Eric n’a pas parlé pendant 9 ans. À l’isolement il ne rencontrait que son gardien. Il n’avait simplement rien à lui dire. En 19 ans, il a connu 27 prisons différentes, maisons d’arrêt et centrales. Il se désole de ne pas pouvoir les nommer dans l’ordre. Il dit « au moins j’ai vu du pays ». Il raconte les difficultés pour obtenir d’être soigné. En sortant de prison, il avait perdu presque toutes ses dents. À l’isolement total, ses demandes pour voir un dentiste avaient été refusées. Aujourd’hui, il semble profiter de chaque instant. Dans la nature, près de la rivière, il photographie les oiseaux.
Vingt ans après sa sortie, Louis n’arrive toujours pas à faire confiance. Il hésite à raconter une nouvelle fois son histoire. Il a déjà publié un livre écrit pendant sa dernière détention Retour à la case prison. Sur scène, il craint un trop-plein d’émotion. Il n’a pas vu le soleil pendant cinq ans. Sa cellule avait une petite fenêtre orientée plein nord. Dans la cellule d’après, il s’est fait mal aux yeux à force de fixer cette boule de feu qui lui avait manqué. En prison, il a fait les études qu’il n’a pas pu faire adolescent. Il dit qu’à l’époque il n’a pas eu le choix, que ça lui a semblé insupportable, qu’il s’est révolté, est entré en délinquance et a récidivé. C’est fini maintenant. Il s’exprime avec clarté et douceur, mais la colère n’est pas loin.

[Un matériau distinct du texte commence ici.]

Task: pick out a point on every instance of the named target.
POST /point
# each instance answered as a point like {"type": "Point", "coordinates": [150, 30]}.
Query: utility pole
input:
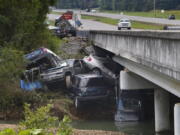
{"type": "Point", "coordinates": [154, 8]}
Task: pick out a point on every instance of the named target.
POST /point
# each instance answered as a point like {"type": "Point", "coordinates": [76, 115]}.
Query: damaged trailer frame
{"type": "Point", "coordinates": [37, 62]}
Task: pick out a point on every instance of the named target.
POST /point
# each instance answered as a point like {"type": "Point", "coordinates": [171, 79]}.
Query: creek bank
{"type": "Point", "coordinates": [75, 131]}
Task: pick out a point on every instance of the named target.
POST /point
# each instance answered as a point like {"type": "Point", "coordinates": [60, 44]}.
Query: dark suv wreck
{"type": "Point", "coordinates": [38, 61]}
{"type": "Point", "coordinates": [63, 72]}
{"type": "Point", "coordinates": [90, 87]}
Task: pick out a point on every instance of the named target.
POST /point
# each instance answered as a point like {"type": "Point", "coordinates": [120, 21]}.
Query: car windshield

Alain est sorti plus récemment. En prison, en écoutant comme chaque jour la radio, il a appris que son fils avait été tué suite à un cambriolage. Antoine avait 15 ans. Alain n’a pas obtenu une permission de sortie pour l’embrasser une dernière fois. Son avocat s’est démené, rien n’y a fait. Dans sa cellule, il marchait sans arrêt. Six pas et demi dans un sens, demi-tour, six et demi dans l’autre. Aujourd’hui il marche de long en large sans cesse. Il ne compte plus les pas, aucun mur ne l’arrête, mais il n’est pas sûr qu’il sache où aller. Il dit qu’il a tout perdu. De son passé, il lui reste les lunettes de sa mère décédée.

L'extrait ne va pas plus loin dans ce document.